Goddesses and Others

I find myself coming to the realization that I do not believe in love. And without that, what else is left?

I find my self lovable, I simply do not believe in the love our generation is so set on. Something glamerous and commercial where even the fights are heightened and extravagant. Something that makes even the most hated aspects of someone shiny and bright and tolerable. A Hollywood sort of love. There will always be something you cannot tolerate, cannot forgive. It is niave to think that your vision of love will erase that. It wont and you're being foolish.

I want to write my memoirs if only because there is so much I want to say and no proper outlet for it. I can't deny that I live vicariously through the fictional characters that I create. The shadiest and darkest of which only see the dim light of reality through this partcular outlet.

There's a strong woman with a decent story in there somewhere. There has to be. It isn't me, but I cling to the hope that it is someone I can model myself after.

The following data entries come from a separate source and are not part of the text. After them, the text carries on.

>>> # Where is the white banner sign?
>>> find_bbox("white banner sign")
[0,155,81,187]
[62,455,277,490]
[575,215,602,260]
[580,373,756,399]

I sink like a porous stone, slow and full, like the discovery of some hesitant new species.

What is it about pain that inspires creation?
What suffering must our gods have faced to shed
such life-bearing tears?
Madness surely provokes Art.
And so,
with glowing rod of personal torture
pressing into my Temples,
blood speaks
and makes
volumes of the times of men.
Thru insanity,
elevation,
before the End.

1 comment:

~LB said...

you are so talented. You should write more.